This hybrid architecture is a huge win with BI content authors who are comfortable with Excel and value the advanced functionality only a full-up desktop application delivers. But it may be less welcomed by organizations that standardize on “web browser only” architectures, or those that need to deliver full functionality to non-Windows users.

Is a cloud-only product a good idea?


Most controversial will be the decision to deliver Power BI exclusively via Microsoft’s Cloud Office platform, Office 365.  Few would argue that cloud platforms are an accepted macro trend in corporate IT—case in point enterprise adoption of Salesforce.com, Google Docs, AWS, Dynamics CRM, Windows Azure, and Office 365.  As detailed in Microsoft’s most recent quarterly earnings report, cloud-delivered solutions are growing much faster than its traditional products.
Yet every cloud provider offering a cloud alternative to on-premises software initially encounters resistance from business customers more accustomed to solutions deployed within their own computing environments. Power BI will have its skeptics.
Power BI will be a quick win with customers who need “big company BI” without the capital investment and complexity that accompanies it. Other customers will initially resist moving their BI systems to Microsoft’s cloud for a variety of reasons. 
While Power BI’s SaaS strategy will postpone adoption for some customers, it’s the right one for Microsoft and its customers. Why?
  • Reduced Complexity. Power BI will be compelling primarily because of the array of integrated functionality it provides. Provisioning such a comprehensive system on-premises would take most customers weeks or months. As with Office 365 and Windows Azure, Power BI instances will deploy in days, not weeks, and future infrastructure upgrades will be left to Microsoft, freeing in-house resources to worry only about the application layer.
  • Pace of Evolution. The BI/Data Analytics space is rapidly changing. Mobility, Big Data and traditional Business Intelligence are quickly merging to create a new kind of insight & analytics landscape.  Cloud-based systems can iterate and improve faster than traditional on-premises alternatives.  Ultimately, adopting a cloud-deployed system will benefit customers by providing more modern, up-to-date systems that keep up with their evolving BI/Analytics needs.
  • Broadened Adoption. By removing the need to make large up-front infrastructure investments, Power BI will make the decision to use the technology much easier for more customers--ultimately broadening adoption of advanced BI capabilities.

How will Power BI change the game?


Through its data catalog and Data Management Gateway, Power BI merges centralized DW/BI strategies with cloud data sources and self-service tools like no other platform has yet been able to do.

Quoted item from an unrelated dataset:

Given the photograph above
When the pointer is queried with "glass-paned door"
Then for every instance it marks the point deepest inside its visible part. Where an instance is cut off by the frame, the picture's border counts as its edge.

And as a SaaS solution, all of its functionality packaged so that any organization can easily implement and use it.  In short, Power BI has the potential to accelerate the adoption curve and make advanced BI Analytics as common as Excel itself.
Power BI brings game-changing capabilities to all BI system stakeholders:
  • End Users. End-users have long wanted the ability to easily access and analyze data.  Q&A’s natural language query and intelligent visualization engine will do more to encourage every employee to use information as a basis for decisions. 
  • BI Analysts. Power Pivot gave power users the ability to build efficient data models over large data volumes, but that information needed to “fit” into clean data models.  Power Query’s data transformation and flexibility further empower analysts to build their own end-to-end solutions quickly.
  • IT & Data Stewards. Self-service BI has always been a push-pull topic.  Everyone wants users to have the tools and information they need to make good decisions.  Yet proper governance, security and auditing is often seen as a road-block to progress by power users.  The data catalog underlying Power BI is exciting because it promotes self-service and governance simultaneously.
Not every organization will move quickly to adopt Power BI. For some, it will represent too much strategic change too quickly.  For others there may truly be regulatory or other reasons that preclude consideration of cloud-based systems. 
But for many organizations, establishing an affordable and robust BI platform has been challenging and cost-prohibitive.  Power BI may be the solution that finally makes advanced BI as simple to use as a search engine, and as broadly adopted.
Microsoft’s Power BI For Office 365 Comes Out Of Preview, Simplifies Data Analysis And Visualizations
12 mai 2014
After more than half a year in limited preview, Microsoft today launched Power BI for Office 365, its Business Intelligence for Office 365 Enterprise subscribers. In combination with Excel, Power BI allows users to model and analyze their data and query large datasets with complex natural-language queries. The tool also allows users to easily visualize their data in Excel with the help of Power View and Power Map.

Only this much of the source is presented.